En matière de possession, The Last Exorcism n’est pas sans rappeler le très étrange Häxan (1922), qui est au film de Stamm ce que Nanouk of the North (1922) pourrait être à l’oeuvre de Watkins, le sujet corrélant certes davantage. Cependant, outre la filiation thématique, c’est surtout dans leur aptitude à créer du réel par la fiction que les deux films se recoupent, l’un transposant les mythes qui jalonnent toute l’histoire du catholicisme dans le temps du récit, l’autre, en semant le doute dans les croyances du Révérend convertit officieusement à l’athéisme. Ce qui démarque toutefois Häxan de son aïeul, c’est l’imbrication de notre réalité dans la vérité du film. Car, en se mettant lui-même en scène, Christensen n’use d’aucun intermédiaire entre le spectateur et le récit, c’est en nous que le doute s’installe et non en un personnage, catalyseur de nos émotions.
Sans vouloir « auteuriser » The Last Exorcism, force est d’admettre que le cinéaste démontre néanmoins, sinon d’un discours (l’essai mériterait une version plus audacieuse) tout du moins d'un propos : la distinction entre le vrai et le faux n’est qu’une affaire de mise en scène. Si ceci vaut davantage pour des films comme C’est arrivé près de chez vous (1992) dans lequel le cinéaste est aussi l’un des protagonistes principaux de la fiction (son corps étant à la fois celui du réel et de la fabulation) c’est aussi que, à en juger par le fructifiant marché de la reconstitution (combien d’émissions de télé nous bassinent avec la reproduction des scènes de crimes, d’enlèvements, de possessions et autres tribulations de l’Amérique moderne?) le cinéma de fiction américain n’ose toujours pas, ou peu, se baser sur des composantes du réel.

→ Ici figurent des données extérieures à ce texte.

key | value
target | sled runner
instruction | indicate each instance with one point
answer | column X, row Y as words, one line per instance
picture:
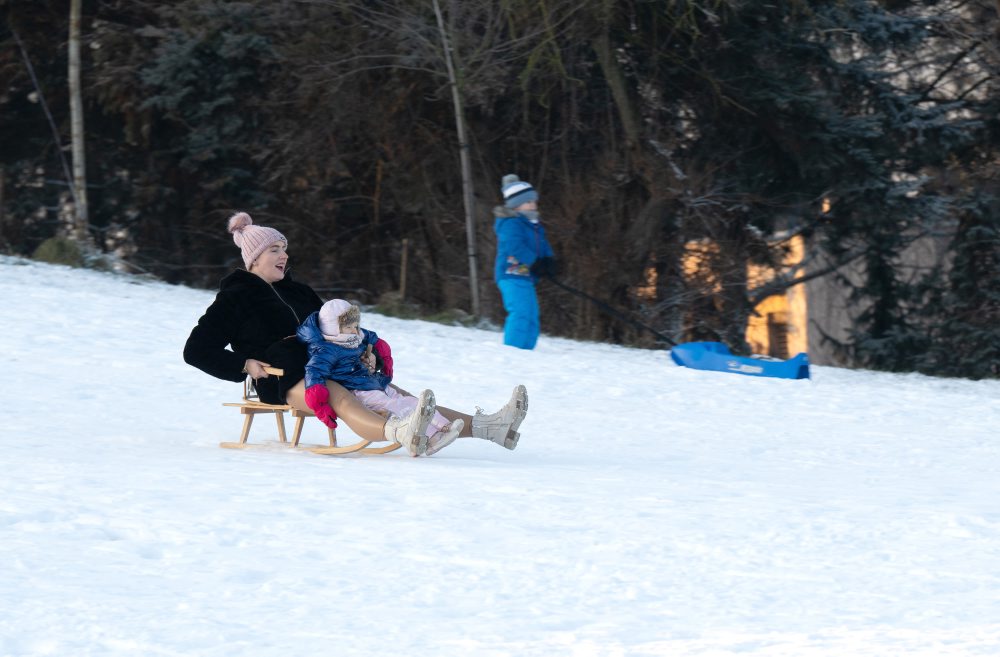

Mais rendons au film ce qui lui appartient. Sans pour autant être la révélation de l’année, Daniel Stamm a su déjouer tous les clichés que le cinéma de genre n’a de cesse de produire. Pas de musique lancinante ou de hurlements intempestifs, The Last Exorcism n’est pas une énième contrefaçon du célèbre The Exorcist (1973). Ouvertement référentiel cependant, c’est avec une grande maîtrise des codes et de la mise en scène que Stamm déroule une intrigue qui ne s’essouffle que dans les dernières minutes. Mais là n’est pas l’intérêt du film car, s’il est une chose à retenir, c’est la nouvelle tendance du cinéma américain à opposer le savoir à la croyance, la science à l’occulte (comme The Sorcerer’s Apprentice (2010) pouvait le démontrer au début de l’été). Ainsi la journaliste interrogera le Révérend qui avouera ne pas croire au démon, or, qui ne croit en lui ne croit en Dieu lui dira-t-elle, ce à quoi Marcus restera gravement silencieux. Mais loin que la perte de la foi soit une décadence, elle permet de renforcer, lorsque l’existence du malin est avérée, la foi en son seul véritable adversaire : Dieu. Ouf, la morale est sauve!